From the Orlando Sentinel's School Zone
by Leslie Postal
The state is expected to release new, school district rankings tomorrow morning. These are to be based on FCAT scores, it seems.
The Florida Department of Education released a brief media advisory Friday evening , saying the rankings would be discussed at 10 a.m. Monday. It provided no information on the hows or whys, though one Central Florida administrator said the rankings were to be FCAT derived.
The Miami Herald reported later that the planned rankings were coming at the behest of Gov. Rick Scott — and had already upset some educators, who argue a simplistic list based on test scores fails to take into account the well-documented impact that economic and demographic factors have on student performance.
Under the new ranking, St. Johns County schools are apparently #1, according to the St. Augustine Record, which reported that a School Board member there was already sending out celebratory emails after getting early word.
The St. Johns County school district also has the lowest percentage of poor children of any district in Florida. Twenty two percent of its kids are poor, compared to 56 percent for the state average and a high of nearly 82 percent in Gadsden County in the Panhandle, FL DOE data shows.

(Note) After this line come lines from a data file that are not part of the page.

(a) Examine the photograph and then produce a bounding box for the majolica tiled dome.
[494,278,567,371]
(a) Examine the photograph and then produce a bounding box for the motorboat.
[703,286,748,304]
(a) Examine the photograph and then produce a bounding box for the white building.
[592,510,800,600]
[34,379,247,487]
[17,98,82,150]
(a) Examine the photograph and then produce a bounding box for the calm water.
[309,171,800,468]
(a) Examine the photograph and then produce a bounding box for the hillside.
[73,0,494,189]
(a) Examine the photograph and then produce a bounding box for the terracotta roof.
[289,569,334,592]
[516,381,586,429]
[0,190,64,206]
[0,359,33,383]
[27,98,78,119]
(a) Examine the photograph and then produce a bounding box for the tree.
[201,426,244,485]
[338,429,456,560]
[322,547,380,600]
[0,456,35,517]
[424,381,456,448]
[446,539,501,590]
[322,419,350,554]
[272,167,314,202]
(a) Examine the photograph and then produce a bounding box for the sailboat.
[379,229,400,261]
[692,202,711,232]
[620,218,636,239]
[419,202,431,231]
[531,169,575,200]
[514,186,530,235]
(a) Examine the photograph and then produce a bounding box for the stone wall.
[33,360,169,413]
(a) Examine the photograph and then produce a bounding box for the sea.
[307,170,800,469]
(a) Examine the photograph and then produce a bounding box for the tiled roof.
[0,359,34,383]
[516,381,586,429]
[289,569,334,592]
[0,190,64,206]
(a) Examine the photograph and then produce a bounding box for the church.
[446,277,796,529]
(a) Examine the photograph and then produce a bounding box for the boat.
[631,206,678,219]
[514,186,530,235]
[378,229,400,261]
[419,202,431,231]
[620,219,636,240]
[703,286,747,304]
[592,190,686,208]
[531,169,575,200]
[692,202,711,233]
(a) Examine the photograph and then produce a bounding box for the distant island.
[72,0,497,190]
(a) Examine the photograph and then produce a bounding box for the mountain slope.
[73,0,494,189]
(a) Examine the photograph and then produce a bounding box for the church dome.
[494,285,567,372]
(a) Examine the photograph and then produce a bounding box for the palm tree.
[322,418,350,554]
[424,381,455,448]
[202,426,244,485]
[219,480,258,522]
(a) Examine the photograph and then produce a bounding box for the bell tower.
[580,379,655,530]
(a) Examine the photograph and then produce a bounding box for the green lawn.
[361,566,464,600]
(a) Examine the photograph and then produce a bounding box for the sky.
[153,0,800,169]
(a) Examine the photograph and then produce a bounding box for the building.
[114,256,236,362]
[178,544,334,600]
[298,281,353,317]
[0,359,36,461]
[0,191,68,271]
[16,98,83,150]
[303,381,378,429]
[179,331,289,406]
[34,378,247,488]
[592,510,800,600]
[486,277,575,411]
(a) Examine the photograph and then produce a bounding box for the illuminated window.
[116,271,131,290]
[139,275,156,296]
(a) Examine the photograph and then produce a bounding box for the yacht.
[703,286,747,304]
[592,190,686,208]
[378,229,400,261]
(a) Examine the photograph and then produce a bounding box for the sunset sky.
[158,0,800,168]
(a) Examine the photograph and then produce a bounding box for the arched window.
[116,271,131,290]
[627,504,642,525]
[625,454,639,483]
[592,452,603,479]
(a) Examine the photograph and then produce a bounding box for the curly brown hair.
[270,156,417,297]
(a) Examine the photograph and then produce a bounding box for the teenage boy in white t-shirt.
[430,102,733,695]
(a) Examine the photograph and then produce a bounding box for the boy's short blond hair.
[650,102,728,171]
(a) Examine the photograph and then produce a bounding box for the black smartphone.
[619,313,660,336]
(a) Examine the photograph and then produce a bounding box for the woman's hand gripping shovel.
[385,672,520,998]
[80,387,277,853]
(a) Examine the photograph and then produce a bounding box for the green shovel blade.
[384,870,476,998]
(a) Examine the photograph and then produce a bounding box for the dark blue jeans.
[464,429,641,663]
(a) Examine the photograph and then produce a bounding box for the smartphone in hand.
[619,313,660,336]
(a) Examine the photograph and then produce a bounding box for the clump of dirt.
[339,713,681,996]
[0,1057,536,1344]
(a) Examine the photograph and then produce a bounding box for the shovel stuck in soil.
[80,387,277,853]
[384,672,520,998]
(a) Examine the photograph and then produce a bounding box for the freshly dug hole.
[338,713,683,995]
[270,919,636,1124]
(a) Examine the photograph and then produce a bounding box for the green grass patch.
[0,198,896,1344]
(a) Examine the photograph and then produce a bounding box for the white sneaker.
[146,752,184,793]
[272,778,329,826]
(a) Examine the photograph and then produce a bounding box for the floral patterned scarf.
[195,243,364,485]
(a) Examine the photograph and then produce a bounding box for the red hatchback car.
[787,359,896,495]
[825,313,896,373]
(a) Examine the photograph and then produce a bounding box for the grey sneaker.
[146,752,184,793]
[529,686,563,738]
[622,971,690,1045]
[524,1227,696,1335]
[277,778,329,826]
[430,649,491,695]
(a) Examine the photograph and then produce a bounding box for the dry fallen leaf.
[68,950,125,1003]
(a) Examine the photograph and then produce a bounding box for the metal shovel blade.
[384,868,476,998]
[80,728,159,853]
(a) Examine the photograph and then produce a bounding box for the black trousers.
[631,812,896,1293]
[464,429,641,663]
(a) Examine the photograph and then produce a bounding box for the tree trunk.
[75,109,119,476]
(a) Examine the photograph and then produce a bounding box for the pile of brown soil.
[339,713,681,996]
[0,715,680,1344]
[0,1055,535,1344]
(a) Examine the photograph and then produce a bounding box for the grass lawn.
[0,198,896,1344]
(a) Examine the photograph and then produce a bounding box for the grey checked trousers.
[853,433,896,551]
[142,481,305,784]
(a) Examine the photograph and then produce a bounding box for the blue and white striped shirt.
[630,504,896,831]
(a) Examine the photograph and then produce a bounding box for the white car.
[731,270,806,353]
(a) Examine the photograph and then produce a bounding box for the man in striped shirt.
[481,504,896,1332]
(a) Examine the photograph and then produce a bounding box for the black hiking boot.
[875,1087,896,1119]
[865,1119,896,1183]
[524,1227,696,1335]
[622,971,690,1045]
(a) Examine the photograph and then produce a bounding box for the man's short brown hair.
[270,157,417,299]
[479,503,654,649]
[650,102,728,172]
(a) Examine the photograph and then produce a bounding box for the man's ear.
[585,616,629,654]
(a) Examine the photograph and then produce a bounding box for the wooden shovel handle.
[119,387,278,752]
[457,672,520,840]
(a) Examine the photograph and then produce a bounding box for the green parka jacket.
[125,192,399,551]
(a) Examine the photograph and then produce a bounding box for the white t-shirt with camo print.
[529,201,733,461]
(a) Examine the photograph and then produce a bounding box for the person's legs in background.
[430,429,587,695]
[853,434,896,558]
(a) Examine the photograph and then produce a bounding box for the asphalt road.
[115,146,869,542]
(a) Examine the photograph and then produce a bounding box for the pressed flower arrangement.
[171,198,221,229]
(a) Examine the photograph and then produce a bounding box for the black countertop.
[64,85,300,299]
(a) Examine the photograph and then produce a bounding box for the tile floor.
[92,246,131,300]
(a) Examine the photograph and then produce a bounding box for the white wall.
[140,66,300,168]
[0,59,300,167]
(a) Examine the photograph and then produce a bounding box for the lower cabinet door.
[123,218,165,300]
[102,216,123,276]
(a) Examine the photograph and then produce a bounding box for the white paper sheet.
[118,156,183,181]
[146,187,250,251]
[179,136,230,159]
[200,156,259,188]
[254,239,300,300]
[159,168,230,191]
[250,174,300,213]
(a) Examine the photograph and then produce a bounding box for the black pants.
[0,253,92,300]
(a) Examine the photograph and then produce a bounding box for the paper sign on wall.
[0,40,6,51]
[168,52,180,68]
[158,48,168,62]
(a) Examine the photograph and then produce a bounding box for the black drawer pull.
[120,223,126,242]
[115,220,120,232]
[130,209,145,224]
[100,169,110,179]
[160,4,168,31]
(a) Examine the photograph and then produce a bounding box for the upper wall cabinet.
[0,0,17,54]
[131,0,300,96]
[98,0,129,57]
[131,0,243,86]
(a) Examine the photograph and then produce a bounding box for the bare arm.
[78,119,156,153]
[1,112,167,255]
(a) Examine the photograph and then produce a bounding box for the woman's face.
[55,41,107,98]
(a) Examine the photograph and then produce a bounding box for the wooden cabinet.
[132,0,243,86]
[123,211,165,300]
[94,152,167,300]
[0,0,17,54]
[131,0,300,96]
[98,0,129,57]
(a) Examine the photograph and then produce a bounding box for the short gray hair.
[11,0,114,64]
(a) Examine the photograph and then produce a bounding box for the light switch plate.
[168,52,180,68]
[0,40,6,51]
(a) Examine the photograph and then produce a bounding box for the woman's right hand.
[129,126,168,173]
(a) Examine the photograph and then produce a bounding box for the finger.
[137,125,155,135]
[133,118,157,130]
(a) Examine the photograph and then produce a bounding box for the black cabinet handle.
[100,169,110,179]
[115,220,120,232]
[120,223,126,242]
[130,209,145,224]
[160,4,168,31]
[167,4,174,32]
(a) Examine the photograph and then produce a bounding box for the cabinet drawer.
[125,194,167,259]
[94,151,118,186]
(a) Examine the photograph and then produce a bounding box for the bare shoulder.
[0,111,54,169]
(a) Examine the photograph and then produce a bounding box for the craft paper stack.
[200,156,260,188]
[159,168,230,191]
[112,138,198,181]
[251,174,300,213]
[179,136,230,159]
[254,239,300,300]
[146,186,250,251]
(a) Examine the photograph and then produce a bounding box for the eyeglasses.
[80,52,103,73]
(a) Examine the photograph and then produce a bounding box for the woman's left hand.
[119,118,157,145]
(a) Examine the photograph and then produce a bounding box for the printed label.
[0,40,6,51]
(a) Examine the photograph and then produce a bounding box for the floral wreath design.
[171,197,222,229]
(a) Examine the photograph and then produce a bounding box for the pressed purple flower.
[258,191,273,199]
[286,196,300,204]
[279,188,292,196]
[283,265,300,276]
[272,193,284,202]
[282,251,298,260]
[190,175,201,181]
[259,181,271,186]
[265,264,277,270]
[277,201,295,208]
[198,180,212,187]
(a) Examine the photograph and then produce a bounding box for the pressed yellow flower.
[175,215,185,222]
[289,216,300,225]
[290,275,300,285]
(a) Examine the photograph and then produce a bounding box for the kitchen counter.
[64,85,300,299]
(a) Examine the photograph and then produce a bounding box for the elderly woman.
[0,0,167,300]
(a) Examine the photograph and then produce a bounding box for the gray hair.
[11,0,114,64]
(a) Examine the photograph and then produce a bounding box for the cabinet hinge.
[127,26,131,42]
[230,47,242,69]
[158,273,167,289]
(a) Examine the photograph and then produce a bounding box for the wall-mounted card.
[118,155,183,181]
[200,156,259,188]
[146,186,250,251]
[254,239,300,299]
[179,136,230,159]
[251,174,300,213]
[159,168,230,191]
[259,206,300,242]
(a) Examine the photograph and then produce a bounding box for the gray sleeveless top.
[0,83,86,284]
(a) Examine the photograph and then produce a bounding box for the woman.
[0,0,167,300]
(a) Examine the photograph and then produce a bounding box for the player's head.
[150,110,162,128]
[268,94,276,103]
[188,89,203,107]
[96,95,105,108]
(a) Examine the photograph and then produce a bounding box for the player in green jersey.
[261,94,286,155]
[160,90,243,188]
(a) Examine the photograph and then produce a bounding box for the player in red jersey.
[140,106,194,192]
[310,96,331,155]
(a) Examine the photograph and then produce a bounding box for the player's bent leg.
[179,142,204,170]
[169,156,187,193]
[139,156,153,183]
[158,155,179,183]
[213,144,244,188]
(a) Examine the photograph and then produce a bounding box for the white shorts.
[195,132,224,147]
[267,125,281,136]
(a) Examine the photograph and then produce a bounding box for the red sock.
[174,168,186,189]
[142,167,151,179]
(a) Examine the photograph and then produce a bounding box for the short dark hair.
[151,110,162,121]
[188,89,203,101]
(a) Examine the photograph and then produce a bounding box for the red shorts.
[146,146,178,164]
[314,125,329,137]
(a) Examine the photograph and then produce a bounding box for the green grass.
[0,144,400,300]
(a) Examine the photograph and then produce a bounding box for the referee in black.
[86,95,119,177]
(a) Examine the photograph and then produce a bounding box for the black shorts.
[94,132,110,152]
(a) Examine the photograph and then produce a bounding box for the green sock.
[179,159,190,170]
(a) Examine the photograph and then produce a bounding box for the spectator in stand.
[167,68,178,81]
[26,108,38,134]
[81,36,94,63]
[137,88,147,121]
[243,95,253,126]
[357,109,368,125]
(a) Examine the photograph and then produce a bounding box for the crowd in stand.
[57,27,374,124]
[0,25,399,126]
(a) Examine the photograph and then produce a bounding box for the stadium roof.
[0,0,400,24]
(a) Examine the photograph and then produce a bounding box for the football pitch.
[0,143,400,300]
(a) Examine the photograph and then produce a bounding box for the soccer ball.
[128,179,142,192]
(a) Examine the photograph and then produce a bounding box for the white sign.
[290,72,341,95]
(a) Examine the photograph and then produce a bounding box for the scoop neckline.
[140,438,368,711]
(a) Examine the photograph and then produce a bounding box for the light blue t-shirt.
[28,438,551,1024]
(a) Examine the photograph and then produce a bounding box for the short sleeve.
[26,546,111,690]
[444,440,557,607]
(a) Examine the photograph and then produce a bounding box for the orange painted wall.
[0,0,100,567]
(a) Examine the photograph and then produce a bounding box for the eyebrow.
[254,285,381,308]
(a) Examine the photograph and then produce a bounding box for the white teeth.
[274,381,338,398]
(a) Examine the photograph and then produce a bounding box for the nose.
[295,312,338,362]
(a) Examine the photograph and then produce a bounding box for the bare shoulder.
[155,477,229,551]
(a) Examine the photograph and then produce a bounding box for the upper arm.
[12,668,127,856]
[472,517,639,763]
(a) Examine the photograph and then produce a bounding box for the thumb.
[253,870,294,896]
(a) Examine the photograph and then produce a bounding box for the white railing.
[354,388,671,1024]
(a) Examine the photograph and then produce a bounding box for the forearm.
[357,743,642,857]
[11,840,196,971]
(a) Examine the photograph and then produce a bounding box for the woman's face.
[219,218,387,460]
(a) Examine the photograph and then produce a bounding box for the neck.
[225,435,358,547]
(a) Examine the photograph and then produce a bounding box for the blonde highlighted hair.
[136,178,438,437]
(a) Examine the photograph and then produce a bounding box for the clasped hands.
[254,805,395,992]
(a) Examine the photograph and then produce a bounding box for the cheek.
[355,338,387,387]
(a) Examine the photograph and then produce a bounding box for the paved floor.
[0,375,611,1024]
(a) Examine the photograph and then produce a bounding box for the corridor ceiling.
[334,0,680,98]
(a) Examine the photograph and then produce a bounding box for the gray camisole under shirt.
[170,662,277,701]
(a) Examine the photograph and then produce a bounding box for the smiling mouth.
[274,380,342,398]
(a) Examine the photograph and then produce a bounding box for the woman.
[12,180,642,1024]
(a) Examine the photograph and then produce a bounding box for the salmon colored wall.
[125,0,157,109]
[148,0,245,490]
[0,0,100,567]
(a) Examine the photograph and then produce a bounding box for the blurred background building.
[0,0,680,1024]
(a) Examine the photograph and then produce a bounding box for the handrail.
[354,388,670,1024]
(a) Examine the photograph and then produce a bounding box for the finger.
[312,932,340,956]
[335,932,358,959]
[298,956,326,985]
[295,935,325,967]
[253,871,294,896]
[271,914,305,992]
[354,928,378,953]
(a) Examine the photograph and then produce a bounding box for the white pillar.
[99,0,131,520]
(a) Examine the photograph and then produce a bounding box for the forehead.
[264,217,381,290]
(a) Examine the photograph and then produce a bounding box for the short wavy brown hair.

On most every standardized test, children living in poverty do worse, on average, than those living in wealthier homes. Children still learning English struggle, too. The Florida Association of District School Superintendents made that “impact of poverty” point in an email it sent out Saturday about the coming rankings.
Scott, in a FORTUNE magazine article published earlier this month, mentioned that he wanted to rank all of Florida’s public schools (not districts but schools).
The article’s author, Tory Newmyer, wrote, “The concept of imposing new metrics is pure Scott and dates, he is explaining, to his Columbia/HCA days, when he would rank, say, emergency rooms, to distill what separated the best from the worst. “Really, if you think about some of this stuff, it’s pretty simplistic,” he says.”
The ability to rank schools or districts based on average scores on particular FCAT exams has been available to anyone trolling the DOE website. School districts, Seminole and Brevard among them, have long bragged about their good state showings on particular exams. And the state does already grade districts A-to-F.
But a list of 1-to-67, meant to separate the “best from the worst” would be something new, for sure.